La pesadilla argentina
CUANDO EL PASADO DÍA 17 abandonaba Buenos Aires la misión del Fondo Monetario Internacional (FMI), tras diez días de negociaciones con las autoridades argentinas, éstas ya sabían que el desplome del peso sería el resultado más probable una vez se hiciera pública la ausencia de iniciativas concretas de apoyo por esa institución multilateral. Los intentos del presidente Eduardo Duhalde por aprovechar el clima, aparentemente más propicio, que ofrecía la conferencia de Naciones Unidas sobre la pobreza en Monterrey, el pasado fin de semana, encontraron una respuesta del presidente George Bush que confirmaba las exigencias de saneamientos adicionales en las finanzas públicas antes de contar con algún programa de asistencia financiera. El lunes, la cotización del peso caía hasta los cuatro dólares, obligando a las autoridades a intervenir en los mercados de divisas más intensamente que en jornadas anteriores, y a adoptar nuevas restricciones sobre el funcionamiento de ese mercado.
A estas alturas, pocos son los que confían en la contención de la demanda de dólares y en la eficacia de las intervenciones del banco central para sostener el peso en un nivel compatible con una inflación controlable
Desde la suspensión de pagos de la deuda y el posterior abandono del régimen cambiario, que durante diez años ha garantizado la convertibilidad del peso en dólares en términos paritarios, el retorno de la hiperinflación de finales de los ochenta era lo único que le faltaba a aquella economía para exhibir el cuadro más adverso que pudiera concebirse: prolongación de la larga recesión, deterioro del sistema bancario, elevados tipos de interés, sequía de capitales exteriores y manifiesta precariedad política. Ahora, no sólo los precios de los bienes importados justifican esa inquietud.
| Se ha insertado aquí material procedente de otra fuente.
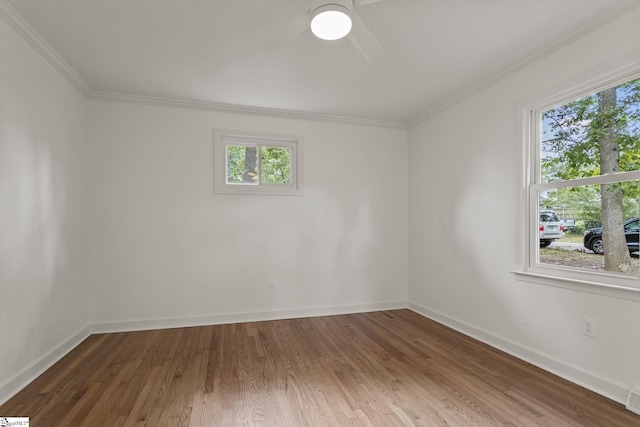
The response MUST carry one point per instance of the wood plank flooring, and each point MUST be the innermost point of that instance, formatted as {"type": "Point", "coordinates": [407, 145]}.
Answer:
{"type": "Point", "coordinates": [390, 368]}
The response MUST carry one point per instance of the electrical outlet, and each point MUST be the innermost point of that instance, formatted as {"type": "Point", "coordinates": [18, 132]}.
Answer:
{"type": "Point", "coordinates": [589, 326]}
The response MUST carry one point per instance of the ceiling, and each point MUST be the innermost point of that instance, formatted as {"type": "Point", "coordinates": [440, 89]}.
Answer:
{"type": "Point", "coordinates": [231, 53]}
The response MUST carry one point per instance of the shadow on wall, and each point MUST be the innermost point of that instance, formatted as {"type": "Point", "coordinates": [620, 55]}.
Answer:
{"type": "Point", "coordinates": [33, 250]}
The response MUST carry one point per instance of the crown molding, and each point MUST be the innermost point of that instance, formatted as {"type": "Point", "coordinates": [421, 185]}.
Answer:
{"type": "Point", "coordinates": [31, 36]}
{"type": "Point", "coordinates": [561, 42]}
{"type": "Point", "coordinates": [240, 109]}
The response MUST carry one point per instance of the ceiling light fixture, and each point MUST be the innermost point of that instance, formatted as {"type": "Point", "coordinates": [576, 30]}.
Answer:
{"type": "Point", "coordinates": [331, 21]}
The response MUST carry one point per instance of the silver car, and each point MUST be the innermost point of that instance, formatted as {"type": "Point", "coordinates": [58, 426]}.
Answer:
{"type": "Point", "coordinates": [550, 228]}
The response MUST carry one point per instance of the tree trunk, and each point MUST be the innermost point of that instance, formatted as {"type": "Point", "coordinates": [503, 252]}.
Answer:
{"type": "Point", "coordinates": [616, 254]}
{"type": "Point", "coordinates": [250, 162]}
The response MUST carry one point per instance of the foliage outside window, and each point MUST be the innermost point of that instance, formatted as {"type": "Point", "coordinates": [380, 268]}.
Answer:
{"type": "Point", "coordinates": [585, 168]}
{"type": "Point", "coordinates": [251, 163]}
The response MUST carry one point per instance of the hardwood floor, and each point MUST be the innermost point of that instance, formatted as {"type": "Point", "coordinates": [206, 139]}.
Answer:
{"type": "Point", "coordinates": [372, 369]}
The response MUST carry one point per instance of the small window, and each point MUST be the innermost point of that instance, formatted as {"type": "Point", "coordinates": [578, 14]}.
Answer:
{"type": "Point", "coordinates": [583, 190]}
{"type": "Point", "coordinates": [253, 163]}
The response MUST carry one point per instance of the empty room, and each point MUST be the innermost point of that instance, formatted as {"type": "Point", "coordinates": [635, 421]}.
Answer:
{"type": "Point", "coordinates": [322, 213]}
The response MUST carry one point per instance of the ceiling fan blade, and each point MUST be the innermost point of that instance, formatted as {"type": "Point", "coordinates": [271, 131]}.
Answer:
{"type": "Point", "coordinates": [362, 38]}
{"type": "Point", "coordinates": [359, 3]}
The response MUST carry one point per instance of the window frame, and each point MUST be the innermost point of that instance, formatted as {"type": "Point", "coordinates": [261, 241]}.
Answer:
{"type": "Point", "coordinates": [530, 113]}
{"type": "Point", "coordinates": [224, 138]}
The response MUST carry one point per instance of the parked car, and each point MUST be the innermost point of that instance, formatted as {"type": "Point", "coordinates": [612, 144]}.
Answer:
{"type": "Point", "coordinates": [593, 237]}
{"type": "Point", "coordinates": [550, 228]}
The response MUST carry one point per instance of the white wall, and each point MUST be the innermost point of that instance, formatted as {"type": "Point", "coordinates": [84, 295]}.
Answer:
{"type": "Point", "coordinates": [463, 213]}
{"type": "Point", "coordinates": [44, 246]}
{"type": "Point", "coordinates": [168, 251]}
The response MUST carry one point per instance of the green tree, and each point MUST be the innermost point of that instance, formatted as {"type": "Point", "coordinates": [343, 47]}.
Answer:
{"type": "Point", "coordinates": [595, 135]}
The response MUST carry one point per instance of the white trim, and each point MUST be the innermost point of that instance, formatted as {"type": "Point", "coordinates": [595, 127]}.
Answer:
{"type": "Point", "coordinates": [579, 284]}
{"type": "Point", "coordinates": [30, 372]}
{"type": "Point", "coordinates": [528, 115]}
{"type": "Point", "coordinates": [221, 319]}
{"type": "Point", "coordinates": [191, 104]}
{"type": "Point", "coordinates": [604, 386]}
{"type": "Point", "coordinates": [31, 36]}
{"type": "Point", "coordinates": [562, 41]}
{"type": "Point", "coordinates": [33, 370]}
{"type": "Point", "coordinates": [13, 18]}
{"type": "Point", "coordinates": [294, 142]}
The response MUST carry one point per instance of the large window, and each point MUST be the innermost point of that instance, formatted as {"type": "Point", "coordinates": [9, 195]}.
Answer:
{"type": "Point", "coordinates": [583, 189]}
{"type": "Point", "coordinates": [253, 163]}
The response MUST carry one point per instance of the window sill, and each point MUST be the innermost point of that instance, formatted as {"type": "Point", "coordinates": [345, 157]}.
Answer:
{"type": "Point", "coordinates": [614, 291]}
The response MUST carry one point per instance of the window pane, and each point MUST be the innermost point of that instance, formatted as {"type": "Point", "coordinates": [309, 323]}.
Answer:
{"type": "Point", "coordinates": [594, 135]}
{"type": "Point", "coordinates": [276, 165]}
{"type": "Point", "coordinates": [241, 164]}
{"type": "Point", "coordinates": [575, 231]}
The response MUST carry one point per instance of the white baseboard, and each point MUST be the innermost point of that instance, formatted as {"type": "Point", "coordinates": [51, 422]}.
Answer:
{"type": "Point", "coordinates": [30, 372]}
{"type": "Point", "coordinates": [596, 383]}
{"type": "Point", "coordinates": [220, 319]}
{"type": "Point", "coordinates": [21, 379]}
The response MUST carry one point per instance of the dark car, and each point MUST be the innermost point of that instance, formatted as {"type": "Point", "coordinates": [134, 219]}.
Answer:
{"type": "Point", "coordinates": [593, 237]}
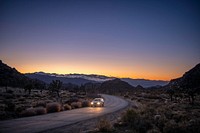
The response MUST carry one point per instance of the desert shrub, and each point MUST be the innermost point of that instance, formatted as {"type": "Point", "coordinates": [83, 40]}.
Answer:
{"type": "Point", "coordinates": [86, 103]}
{"type": "Point", "coordinates": [193, 126]}
{"type": "Point", "coordinates": [75, 105]}
{"type": "Point", "coordinates": [172, 127]}
{"type": "Point", "coordinates": [130, 116]}
{"type": "Point", "coordinates": [104, 125]}
{"type": "Point", "coordinates": [28, 112]}
{"type": "Point", "coordinates": [136, 122]}
{"type": "Point", "coordinates": [53, 107]}
{"type": "Point", "coordinates": [41, 104]}
{"type": "Point", "coordinates": [3, 115]}
{"type": "Point", "coordinates": [10, 106]}
{"type": "Point", "coordinates": [19, 109]}
{"type": "Point", "coordinates": [40, 110]}
{"type": "Point", "coordinates": [67, 107]}
{"type": "Point", "coordinates": [10, 91]}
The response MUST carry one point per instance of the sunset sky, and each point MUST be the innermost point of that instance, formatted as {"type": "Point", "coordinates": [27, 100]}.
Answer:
{"type": "Point", "coordinates": [150, 39]}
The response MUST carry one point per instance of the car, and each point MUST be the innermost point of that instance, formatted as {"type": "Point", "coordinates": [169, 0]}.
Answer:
{"type": "Point", "coordinates": [97, 102]}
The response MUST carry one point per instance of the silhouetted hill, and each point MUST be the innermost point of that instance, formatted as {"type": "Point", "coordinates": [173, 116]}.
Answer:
{"type": "Point", "coordinates": [47, 78]}
{"type": "Point", "coordinates": [144, 82]}
{"type": "Point", "coordinates": [115, 86]}
{"type": "Point", "coordinates": [11, 77]}
{"type": "Point", "coordinates": [80, 79]}
{"type": "Point", "coordinates": [190, 80]}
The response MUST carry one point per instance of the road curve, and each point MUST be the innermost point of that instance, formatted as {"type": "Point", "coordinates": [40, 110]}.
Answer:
{"type": "Point", "coordinates": [42, 123]}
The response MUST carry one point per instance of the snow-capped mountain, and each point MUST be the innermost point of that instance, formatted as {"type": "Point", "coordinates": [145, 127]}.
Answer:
{"type": "Point", "coordinates": [80, 79]}
{"type": "Point", "coordinates": [92, 77]}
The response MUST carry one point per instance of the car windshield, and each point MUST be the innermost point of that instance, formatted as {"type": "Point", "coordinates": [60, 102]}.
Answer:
{"type": "Point", "coordinates": [96, 99]}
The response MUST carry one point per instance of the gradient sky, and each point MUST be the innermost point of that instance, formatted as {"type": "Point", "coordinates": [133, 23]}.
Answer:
{"type": "Point", "coordinates": [151, 39]}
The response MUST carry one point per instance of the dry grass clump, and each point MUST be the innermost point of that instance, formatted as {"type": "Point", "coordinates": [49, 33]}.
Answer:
{"type": "Point", "coordinates": [40, 110]}
{"type": "Point", "coordinates": [85, 103]}
{"type": "Point", "coordinates": [41, 104]}
{"type": "Point", "coordinates": [75, 105]}
{"type": "Point", "coordinates": [28, 112]}
{"type": "Point", "coordinates": [104, 125]}
{"type": "Point", "coordinates": [67, 107]}
{"type": "Point", "coordinates": [53, 107]}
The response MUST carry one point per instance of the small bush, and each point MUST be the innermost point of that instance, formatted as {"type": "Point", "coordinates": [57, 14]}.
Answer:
{"type": "Point", "coordinates": [53, 107]}
{"type": "Point", "coordinates": [75, 105]}
{"type": "Point", "coordinates": [67, 107]}
{"type": "Point", "coordinates": [41, 104]}
{"type": "Point", "coordinates": [130, 117]}
{"type": "Point", "coordinates": [40, 110]}
{"type": "Point", "coordinates": [104, 125]}
{"type": "Point", "coordinates": [86, 103]}
{"type": "Point", "coordinates": [28, 112]}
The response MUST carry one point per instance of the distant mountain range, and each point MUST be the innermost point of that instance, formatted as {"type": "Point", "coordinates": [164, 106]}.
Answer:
{"type": "Point", "coordinates": [11, 77]}
{"type": "Point", "coordinates": [190, 80]}
{"type": "Point", "coordinates": [80, 79]}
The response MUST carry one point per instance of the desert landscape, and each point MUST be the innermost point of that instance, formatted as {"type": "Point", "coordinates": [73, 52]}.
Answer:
{"type": "Point", "coordinates": [99, 66]}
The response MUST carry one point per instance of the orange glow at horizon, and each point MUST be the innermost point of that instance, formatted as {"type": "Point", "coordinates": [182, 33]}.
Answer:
{"type": "Point", "coordinates": [119, 72]}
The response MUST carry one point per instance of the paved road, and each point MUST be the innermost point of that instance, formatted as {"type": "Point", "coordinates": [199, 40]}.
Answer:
{"type": "Point", "coordinates": [42, 123]}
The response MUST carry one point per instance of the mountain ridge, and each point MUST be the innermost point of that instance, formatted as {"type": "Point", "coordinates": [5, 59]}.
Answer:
{"type": "Point", "coordinates": [86, 78]}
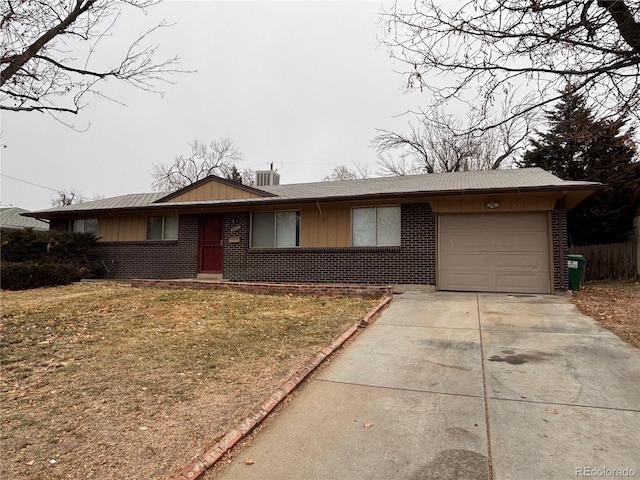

Las limitaciones impuestas al libre intercambio de pesos por dólares (máximos diarios de compra a particulares y empresas, reducción de las horas de apertura de las casas de cambio, etcétera), aunque han conseguido reconducir parcialmente el tipo de cambio del peso, no constituyen sino un parche más en un país que, en apenas tres meses, ya ha presenciado el más amplio despliegue de terapias de urgencia. A estas alturas, pocos son los que confían en esa contención de la demanda de dólares y en la eficacia de las intervenciones del banco central, destinadas a sostener el precio del peso en un nivel compatible con una inflación controlable. No faltan razones para anticipar que el principal efecto de esas nuevas distorsiones será la ampliación de la ya importante economía paralela (en las casas de cambio no pertenecientes al circuito controlado por el banco central la cotización del peso, el martes, superó los cuatro dólares), además del aumento en la irritación social. El único freno a esa avidez por la moneda estadounidense es el descenso de la renta de una parte creciente de la población, el empobrecimiento, del que, sin necesidad de recurrir a otros indicadores, da idea el mantenimiento de una tasa de desempleo por encima del 25% y el estancamiento del crecimiento de los salarios de los que están empleados.
El final de esta pesadilla, la restauración de una mínima confianza, sólo será posible con el apoyo exterior, lo que, hoy por hoy , al igual que hace tres meses, significa financiación del FMI. Las reticencias de esa institución y de su principal socio no son muy distintas a las que plantean los inversores privados, nacionales y extranjeros; no se amparan únicamente en la desconfianza sobre la capacidad de los gobernantes actuales para llevar a cabo reformas económicas, algunas de ellas socialmente costosas, sino en la posibilidad de articular un esquema de convivencia que restaure la confianza de los propios argentinos. Que éstos mantengan en el exterior activos por más de 103.000 millones de dólares (la mayoría en activos financieros e inmobiliarios), de los que 13.000 salieron en 2001, no favorece precisamente esa apuesta exterior.